LU HUI-CH’ING says, “Heroes seek fame and merchants seek wealth, even to the point of giving up their lives. The first love fame because they want to glorify themselves. But the more they love fame, the more they lose what they would really glorify. Hence, the cost is high. The second amass wealth because they want to enrich themselves. But the more wealth they amass, the more they harm what they would truly enrich. Hence, the loss is great. Meanwhile, those who cultivate Virtue know the most vital thing is within themselves. Thus, they seek no fame and suffer no disgrace. They know the most precious things is within themselves. Thus, they seek no wealth and encounter no trouble. Hence, they live long.”
LI HSI-CHAI says, “If we love something, the more we love it, the more it costs us. If we treasure something, the more we treasure it, the more it exhausts us. A little of either results in shame. A lot results in ruin. And regret comes too late. People who are wise are not like this. They know that they have everything they need within themselves. Hence, they do not seek anything outside themselves. Thus, those who would shame them find nothing to shame. They know their own limit, and their limit is the Tao. Hence, they don’t act unless it is according to the Tao. Thus, those who would trouble them find nothing to trouble. Hence, they survive, and surviving, live long.”
HO-SHANG KUNG says, “Excessive sensual desire exhausts our spirit. Excessive material desire brings us misfortune. The living keep their treasures in storerooms. The dead keep their treasures in graves. The living worry about thieves. The dead worry about grave robbers. Those who know contentment find happiness and wealth within themselves and don’t exhaust their spirit. If they should govern a country, they don’t trouble their people. Thus, they are able to live long.”

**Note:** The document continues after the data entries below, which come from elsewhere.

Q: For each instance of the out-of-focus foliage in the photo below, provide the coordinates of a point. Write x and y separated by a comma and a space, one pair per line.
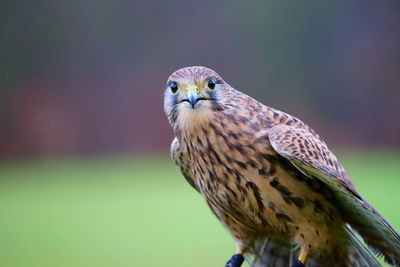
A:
88, 76
125, 211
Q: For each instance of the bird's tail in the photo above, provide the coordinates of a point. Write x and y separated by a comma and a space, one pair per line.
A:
280, 253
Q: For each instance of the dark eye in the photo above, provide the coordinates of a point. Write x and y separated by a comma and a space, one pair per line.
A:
211, 83
173, 86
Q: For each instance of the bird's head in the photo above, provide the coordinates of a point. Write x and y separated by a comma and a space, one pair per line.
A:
193, 95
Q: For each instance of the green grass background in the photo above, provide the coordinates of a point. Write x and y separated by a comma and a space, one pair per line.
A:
136, 211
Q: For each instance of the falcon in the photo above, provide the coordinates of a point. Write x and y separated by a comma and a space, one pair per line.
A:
270, 179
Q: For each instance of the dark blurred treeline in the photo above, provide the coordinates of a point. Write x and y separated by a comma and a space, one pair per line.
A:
85, 76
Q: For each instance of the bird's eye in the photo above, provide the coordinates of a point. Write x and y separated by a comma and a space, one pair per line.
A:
173, 86
211, 83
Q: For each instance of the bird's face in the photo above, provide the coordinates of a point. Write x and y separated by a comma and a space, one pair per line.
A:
193, 94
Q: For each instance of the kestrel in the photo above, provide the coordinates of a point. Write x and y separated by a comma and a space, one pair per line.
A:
270, 179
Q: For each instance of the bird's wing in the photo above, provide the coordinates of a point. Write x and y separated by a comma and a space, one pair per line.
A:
182, 163
311, 156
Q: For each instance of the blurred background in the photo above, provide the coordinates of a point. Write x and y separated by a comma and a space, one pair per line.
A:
85, 178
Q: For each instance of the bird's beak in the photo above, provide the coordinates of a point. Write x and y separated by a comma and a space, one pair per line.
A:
192, 95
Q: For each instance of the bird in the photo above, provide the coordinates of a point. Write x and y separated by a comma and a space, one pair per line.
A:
270, 179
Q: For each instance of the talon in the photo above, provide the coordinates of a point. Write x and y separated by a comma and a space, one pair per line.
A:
298, 263
235, 261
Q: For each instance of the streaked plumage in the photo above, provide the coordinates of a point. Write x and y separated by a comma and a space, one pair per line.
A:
269, 178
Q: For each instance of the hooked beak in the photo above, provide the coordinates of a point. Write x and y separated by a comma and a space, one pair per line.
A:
193, 96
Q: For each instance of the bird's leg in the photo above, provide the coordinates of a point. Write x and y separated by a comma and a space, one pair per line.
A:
301, 260
236, 260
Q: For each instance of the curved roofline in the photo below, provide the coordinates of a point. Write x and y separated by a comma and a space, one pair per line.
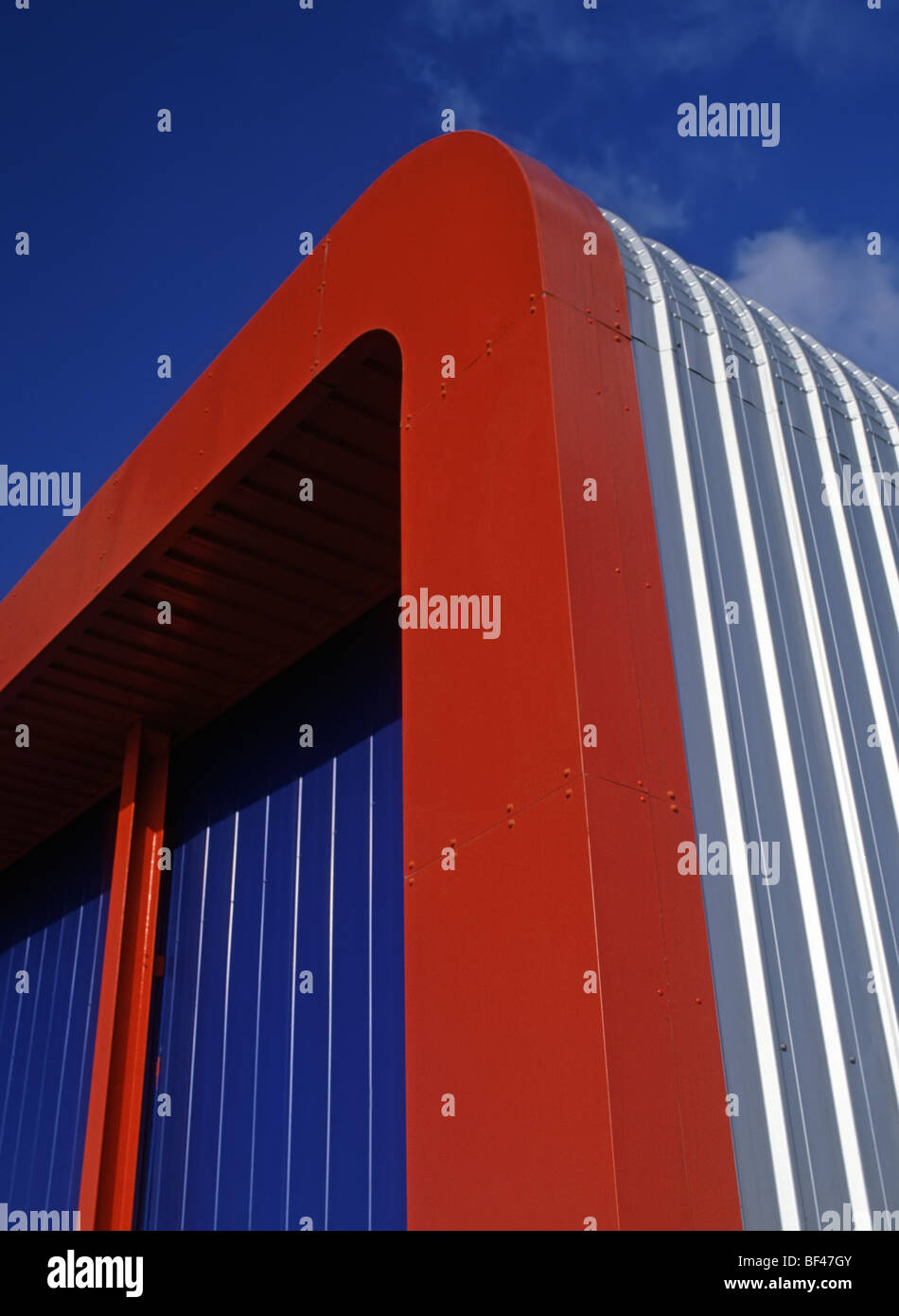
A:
464, 249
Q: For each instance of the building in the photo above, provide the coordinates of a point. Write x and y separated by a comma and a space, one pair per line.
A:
568, 903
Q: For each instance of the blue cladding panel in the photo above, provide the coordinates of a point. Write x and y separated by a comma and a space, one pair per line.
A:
744, 420
286, 863
53, 915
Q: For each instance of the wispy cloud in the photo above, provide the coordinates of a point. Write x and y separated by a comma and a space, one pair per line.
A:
829, 287
687, 37
633, 195
447, 91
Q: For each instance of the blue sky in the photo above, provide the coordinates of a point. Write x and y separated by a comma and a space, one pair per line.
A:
145, 242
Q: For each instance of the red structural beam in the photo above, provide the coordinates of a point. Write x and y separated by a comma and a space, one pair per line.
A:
114, 1121
532, 1103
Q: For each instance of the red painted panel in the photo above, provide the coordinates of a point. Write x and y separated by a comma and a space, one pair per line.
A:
467, 250
112, 1137
497, 954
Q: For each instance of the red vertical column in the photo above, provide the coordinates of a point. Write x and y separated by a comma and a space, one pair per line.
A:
114, 1123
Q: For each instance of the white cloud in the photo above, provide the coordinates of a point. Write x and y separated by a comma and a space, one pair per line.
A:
831, 289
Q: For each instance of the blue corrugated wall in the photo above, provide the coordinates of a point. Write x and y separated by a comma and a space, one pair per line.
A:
53, 916
287, 1104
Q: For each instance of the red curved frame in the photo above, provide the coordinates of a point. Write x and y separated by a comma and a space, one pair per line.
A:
573, 1109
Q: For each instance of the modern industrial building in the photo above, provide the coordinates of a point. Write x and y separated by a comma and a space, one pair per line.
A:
450, 772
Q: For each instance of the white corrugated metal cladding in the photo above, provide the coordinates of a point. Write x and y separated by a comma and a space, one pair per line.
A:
774, 472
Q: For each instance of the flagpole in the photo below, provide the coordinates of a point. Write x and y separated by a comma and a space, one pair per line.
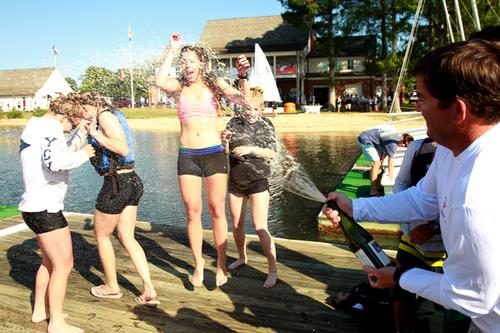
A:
131, 64
55, 52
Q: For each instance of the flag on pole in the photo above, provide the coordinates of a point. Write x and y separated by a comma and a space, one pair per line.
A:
310, 40
262, 76
129, 33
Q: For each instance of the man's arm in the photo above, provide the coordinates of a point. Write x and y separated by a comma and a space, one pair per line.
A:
470, 283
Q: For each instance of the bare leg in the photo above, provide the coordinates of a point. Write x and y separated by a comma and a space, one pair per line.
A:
126, 228
104, 225
40, 307
260, 206
216, 194
237, 206
191, 195
56, 247
374, 179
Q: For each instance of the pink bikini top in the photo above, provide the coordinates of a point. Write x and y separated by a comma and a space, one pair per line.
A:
205, 107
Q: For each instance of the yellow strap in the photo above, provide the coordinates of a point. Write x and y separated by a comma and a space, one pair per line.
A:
433, 259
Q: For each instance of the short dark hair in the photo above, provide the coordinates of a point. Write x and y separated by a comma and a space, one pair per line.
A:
64, 105
469, 70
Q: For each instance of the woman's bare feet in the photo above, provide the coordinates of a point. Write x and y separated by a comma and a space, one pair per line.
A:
198, 274
63, 327
220, 277
272, 277
38, 317
237, 263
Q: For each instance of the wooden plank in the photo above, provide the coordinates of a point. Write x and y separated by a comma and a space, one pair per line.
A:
309, 272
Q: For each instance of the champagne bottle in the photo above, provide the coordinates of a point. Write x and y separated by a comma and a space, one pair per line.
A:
361, 243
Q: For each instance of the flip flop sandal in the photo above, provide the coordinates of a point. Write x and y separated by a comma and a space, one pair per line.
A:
151, 303
99, 293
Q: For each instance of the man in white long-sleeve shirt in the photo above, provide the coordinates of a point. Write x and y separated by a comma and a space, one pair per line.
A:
459, 97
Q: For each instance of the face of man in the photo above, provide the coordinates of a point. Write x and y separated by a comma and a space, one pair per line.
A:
440, 122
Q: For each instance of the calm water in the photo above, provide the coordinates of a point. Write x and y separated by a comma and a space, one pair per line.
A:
324, 157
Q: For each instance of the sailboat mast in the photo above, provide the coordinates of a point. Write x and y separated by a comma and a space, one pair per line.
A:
459, 20
448, 24
406, 59
475, 13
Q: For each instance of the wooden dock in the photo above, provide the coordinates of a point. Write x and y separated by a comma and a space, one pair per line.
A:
309, 272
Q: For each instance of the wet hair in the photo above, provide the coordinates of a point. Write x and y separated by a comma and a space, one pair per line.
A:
93, 99
65, 105
469, 70
406, 139
207, 75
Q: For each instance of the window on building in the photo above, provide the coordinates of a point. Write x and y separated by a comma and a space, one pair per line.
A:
286, 65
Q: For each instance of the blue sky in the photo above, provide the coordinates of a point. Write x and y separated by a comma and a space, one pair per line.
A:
94, 32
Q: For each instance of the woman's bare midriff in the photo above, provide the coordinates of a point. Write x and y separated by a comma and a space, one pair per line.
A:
199, 133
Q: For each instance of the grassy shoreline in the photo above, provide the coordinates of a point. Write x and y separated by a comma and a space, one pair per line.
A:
165, 119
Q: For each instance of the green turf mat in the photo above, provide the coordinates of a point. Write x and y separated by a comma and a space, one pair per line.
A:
8, 211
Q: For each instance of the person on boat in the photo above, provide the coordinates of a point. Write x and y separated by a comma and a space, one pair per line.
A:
421, 245
251, 142
459, 98
46, 158
117, 202
201, 153
376, 144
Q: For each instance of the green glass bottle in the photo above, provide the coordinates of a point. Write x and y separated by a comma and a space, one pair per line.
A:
361, 243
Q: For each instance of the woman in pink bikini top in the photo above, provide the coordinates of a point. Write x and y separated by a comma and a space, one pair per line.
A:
201, 153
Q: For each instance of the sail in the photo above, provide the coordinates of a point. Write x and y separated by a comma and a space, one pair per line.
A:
262, 76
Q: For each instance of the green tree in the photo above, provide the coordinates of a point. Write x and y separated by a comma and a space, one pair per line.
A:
318, 16
389, 20
72, 83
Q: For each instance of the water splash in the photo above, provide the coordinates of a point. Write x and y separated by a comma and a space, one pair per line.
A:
288, 175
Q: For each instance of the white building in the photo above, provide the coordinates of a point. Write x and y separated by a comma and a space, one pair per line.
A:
30, 88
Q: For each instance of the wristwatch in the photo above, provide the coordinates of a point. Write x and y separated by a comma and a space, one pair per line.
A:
398, 272
435, 227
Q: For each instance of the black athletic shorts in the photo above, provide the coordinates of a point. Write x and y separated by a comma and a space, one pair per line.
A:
42, 222
204, 162
128, 193
408, 260
257, 186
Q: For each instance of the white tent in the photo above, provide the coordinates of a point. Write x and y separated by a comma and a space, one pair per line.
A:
262, 76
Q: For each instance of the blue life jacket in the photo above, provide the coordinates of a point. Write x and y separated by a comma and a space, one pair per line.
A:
107, 162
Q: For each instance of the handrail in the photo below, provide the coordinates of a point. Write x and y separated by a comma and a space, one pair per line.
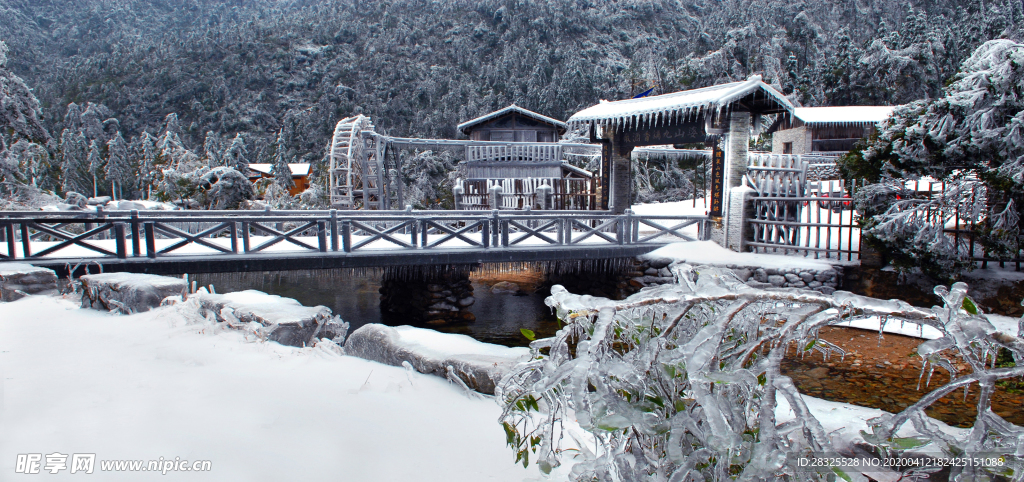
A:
153, 234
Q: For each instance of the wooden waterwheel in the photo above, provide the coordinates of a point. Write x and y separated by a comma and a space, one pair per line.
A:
357, 176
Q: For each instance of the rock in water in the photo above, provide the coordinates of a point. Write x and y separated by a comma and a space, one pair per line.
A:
128, 293
20, 279
479, 365
283, 319
504, 287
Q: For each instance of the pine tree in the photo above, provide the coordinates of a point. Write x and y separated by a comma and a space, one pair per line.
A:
147, 163
118, 168
74, 164
280, 170
95, 163
237, 156
212, 149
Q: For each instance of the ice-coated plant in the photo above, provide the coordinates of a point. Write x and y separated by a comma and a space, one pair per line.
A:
682, 383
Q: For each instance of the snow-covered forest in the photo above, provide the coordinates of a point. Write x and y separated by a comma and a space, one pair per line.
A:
135, 97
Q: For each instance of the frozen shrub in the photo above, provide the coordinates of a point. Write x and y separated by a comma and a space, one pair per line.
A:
682, 383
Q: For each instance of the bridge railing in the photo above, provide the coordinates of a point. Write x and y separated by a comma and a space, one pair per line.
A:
155, 234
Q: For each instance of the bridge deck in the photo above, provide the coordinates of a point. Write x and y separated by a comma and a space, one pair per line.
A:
233, 241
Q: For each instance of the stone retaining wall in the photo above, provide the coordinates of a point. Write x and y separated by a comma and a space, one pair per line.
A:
20, 279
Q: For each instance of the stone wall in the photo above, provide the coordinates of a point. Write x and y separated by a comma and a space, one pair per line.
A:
800, 136
19, 279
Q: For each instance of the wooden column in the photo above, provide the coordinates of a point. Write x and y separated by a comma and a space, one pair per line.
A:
620, 176
737, 230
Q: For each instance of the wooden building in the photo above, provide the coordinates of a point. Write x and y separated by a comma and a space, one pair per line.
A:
517, 150
514, 124
825, 130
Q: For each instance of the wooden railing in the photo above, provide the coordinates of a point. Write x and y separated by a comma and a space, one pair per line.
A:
156, 234
566, 193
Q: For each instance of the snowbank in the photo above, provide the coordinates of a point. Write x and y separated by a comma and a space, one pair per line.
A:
479, 365
150, 385
282, 319
709, 253
128, 293
19, 279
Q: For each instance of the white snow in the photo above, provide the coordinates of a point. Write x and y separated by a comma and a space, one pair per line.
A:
709, 253
272, 308
298, 169
686, 102
136, 280
510, 108
150, 386
844, 115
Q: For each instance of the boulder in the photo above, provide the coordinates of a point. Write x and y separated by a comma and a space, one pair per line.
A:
226, 188
504, 287
127, 293
283, 319
20, 279
76, 201
479, 365
658, 263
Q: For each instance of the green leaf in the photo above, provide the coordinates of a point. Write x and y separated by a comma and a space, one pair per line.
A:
969, 306
842, 474
528, 334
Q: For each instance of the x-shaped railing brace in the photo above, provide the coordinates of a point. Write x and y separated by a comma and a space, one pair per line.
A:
197, 238
532, 232
280, 236
381, 234
70, 239
452, 232
668, 230
589, 231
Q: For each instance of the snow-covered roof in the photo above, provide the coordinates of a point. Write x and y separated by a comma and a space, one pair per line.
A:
298, 169
512, 108
847, 115
670, 108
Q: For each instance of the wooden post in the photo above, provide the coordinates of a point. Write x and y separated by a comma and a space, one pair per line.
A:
9, 229
334, 229
346, 235
26, 248
151, 239
621, 179
322, 235
232, 230
245, 236
136, 244
119, 241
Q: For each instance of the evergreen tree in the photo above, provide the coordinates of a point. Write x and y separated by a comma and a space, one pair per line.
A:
74, 163
280, 170
147, 163
212, 149
237, 156
95, 162
118, 167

HUAI-NAN-TZU says, “Long ago Chih Po-ch’iao attacked and defeated Fan Chung-hsing. He also attacked the leaders of the states of Han and Wei and occupied parts of their territories. Still, he felt this wasn’t enough, so he raised another army and attacked the state of Yueh. But Han and Wei counterattacked, and Chih’s army was defeated near Chinyang, and he was killed east of Kaoliang. His skull became a drinking bowl, his kingdom was divided among the victors, and he was ridiculed by the world. This is what happens when you don’t know when to stop.”
We have it precisely backwards, you know. Oh, it is easy to say we know health is more vital, more precious, than fame and wealth. But, as we also know, actions speak louder than words. And our actions do speak loudly, and unequivocally. We make ourselves sick chasing fame and wealth, external things. When, instead, we should be considering the most vital and precious thing is that very internal thing, we prove by our actions, we despise.
What is our problem? Lao-tzu has the answer for us, in today’s verse, if we will only learn it. Our problem is we don’t really know which is more harmful, loss or gain. That is what trips us up. To understate things quite a bit.
If only we understood. If only we realized. The deeper the love, the higher the cost. The bigger the treasure, the greater the loss. Chasing after fame and wealth, is that gain? At the loss of something as vital, as precious, as our very lives?
If only we understood. If only we realized. Those who know contentment, in other words, those content with what they already have, who don’t go chasing anything external, suffer no shame. Those who know contentment, know restraint. And those who know restraint encounter no trouble. That, my friends, is living. It is a long life of enjoyment. And it sure beats merely existing.
Red Pine introduces the following sages with today’s verse:
HUANG MAO-TS’AI (FL. 1174-1190). Scholar and military official. Lao-tzu-chieh.
SSU-MA KUANG (1019-1086). One of the most famous writers and political figures of the Sung dynasty and adversary of Wang An-shih. His multi-volume history of China remains one of the most thorough treatments of China’s past up through the T’ang dynasty. His commentary interprets Lao-tzu’s text using Confucian terminology and neo-Confucian concepts. Tao-te-chen-ching-lun.